On the flip side, Mark Macduffie, Co-Founder and MD of Downsizer.com, said their research shows approximately 40,000 households are planning to downsize in the next five years.

“Some of those households will be single occupants, some will be couples, so in total, we are talking about 2.4 million downsizers making this move in the short- to medium-term,” he said.

Mr Macduffie added that for those planning to downsize in the next five years, 71 per cent want to purchase a property that costs less than $1 million and 21 per cent are looking to spend $1-2 million.

“Downsizers typically want to be mortgage-free and also to release some equity,” he said.

Are the incentives worth it?

Besides the obvious benefit of a boost to the superannuation balance, older Australians are probably wondering what else is in it for them.

“If you speak to your financial advisor, you can find out how to make the most of the downsizer contribution by, for example, combining it with a contribution or top-up strategy,” Mr Macduffie said.

“We have calculated that the average net equity release that can be achieved by downsizing is $309,000 nationally and in some suburbs of Sydney and Melbourne, it’s substantially higher.”

However, Terri Bradford, Head of Wealth Management at Morgans, an Australian full-service stockbroking and wealth management network, said homeowners should approach the scheme with caution.

“The full value of a family home is exempt from both the income and assets test for social security purposes,” she said.

“However, any remaining sale proceeds (after a new home is purchased) will be assessable regardless of whether funds are contributed into super or not.”

“Therefore, a sale of the existing family home could actually result in the individual, or couple, losing some or all of their age pension benefits.

“If full benefits are lost, so too is access to the pensioner concession card.”

Sarah Megginson, Senior Editor at Finder, said housing costs leave many people with little money left over after mortgage repayments.

“Downsizing is a way to potentially lower your housing costs, if you can find less costly housing that still suits your needs but you have to be mindful of the costs involved in buying and selling, like stamp duty and real estate commission, because they can really erode the equity you’ve built up.”

Are seniors on the move?

Industry experts are seeing Gen Xers and Baby Boomers leading the way when it comes to downsizing in Australia.

“Our data shows that 69 per cent of people planning to downsize are aged 60-70 years and 18 per cent are aged 70+,” Mr Macduffie said.

“At the same time, however, 13 per cent are less than 60 years old and we would expect the percentage of younger downsizers to increase as the trend takes off and incentives are retargeted to include Gen X as well as Baby Boomers.”

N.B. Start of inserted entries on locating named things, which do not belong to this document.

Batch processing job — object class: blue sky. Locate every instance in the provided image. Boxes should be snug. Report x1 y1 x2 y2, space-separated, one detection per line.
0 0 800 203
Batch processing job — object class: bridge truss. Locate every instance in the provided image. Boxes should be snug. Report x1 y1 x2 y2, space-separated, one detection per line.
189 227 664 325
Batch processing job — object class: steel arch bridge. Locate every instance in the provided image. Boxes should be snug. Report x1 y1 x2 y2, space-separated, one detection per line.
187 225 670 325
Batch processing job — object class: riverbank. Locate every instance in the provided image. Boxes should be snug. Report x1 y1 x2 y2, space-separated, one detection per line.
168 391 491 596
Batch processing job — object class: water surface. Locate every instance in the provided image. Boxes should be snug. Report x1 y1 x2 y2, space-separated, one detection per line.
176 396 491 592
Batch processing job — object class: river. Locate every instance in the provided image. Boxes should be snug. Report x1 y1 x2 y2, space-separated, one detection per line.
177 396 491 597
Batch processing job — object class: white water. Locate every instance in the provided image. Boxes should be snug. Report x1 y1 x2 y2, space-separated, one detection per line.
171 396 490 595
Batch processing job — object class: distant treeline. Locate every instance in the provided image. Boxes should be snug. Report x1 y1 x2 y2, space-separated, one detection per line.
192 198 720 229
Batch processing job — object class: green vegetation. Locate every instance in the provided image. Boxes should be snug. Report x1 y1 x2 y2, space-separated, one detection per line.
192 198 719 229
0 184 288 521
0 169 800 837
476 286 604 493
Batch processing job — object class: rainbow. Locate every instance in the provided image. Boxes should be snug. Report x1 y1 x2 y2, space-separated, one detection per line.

Andrea Prindiville, a Project Lead with DUET Property Group, observed that older Australians are reimagining the way they are going to live.

“Many will never travel overseas again, so have bought a regional property and are buying bolthole apartments in the outer suburbs.”

Ms Prindiville said many from the Gen X cohort are planning for their downsizing move.

“We are noticing a lot of 50 somethings that are planning ahead for when their children finish university and leave home, by buying off the plan,” she said.

“They are really looking forward to having the lock and leave lifestyle at a young age to free up their weekends and also free them financially of family home mortgages.”

Danielle Diffen, an experienced Sales Representative with Edison McGrath, has been noticing similar behaviour, with Gen Xers and Baby Boomers increasingly enquiring about smaller houses on smaller pieces of land. 

“The late 50s to 70s age group is preferring to live in smaller homes on green title lots,” she told Australian Property Investment Magazine.

“Green titles still giving them total autonomy in regard to decisions around their property,”

“Many are putting in a lift, futureproofing their ability to live independently for as long as they can.”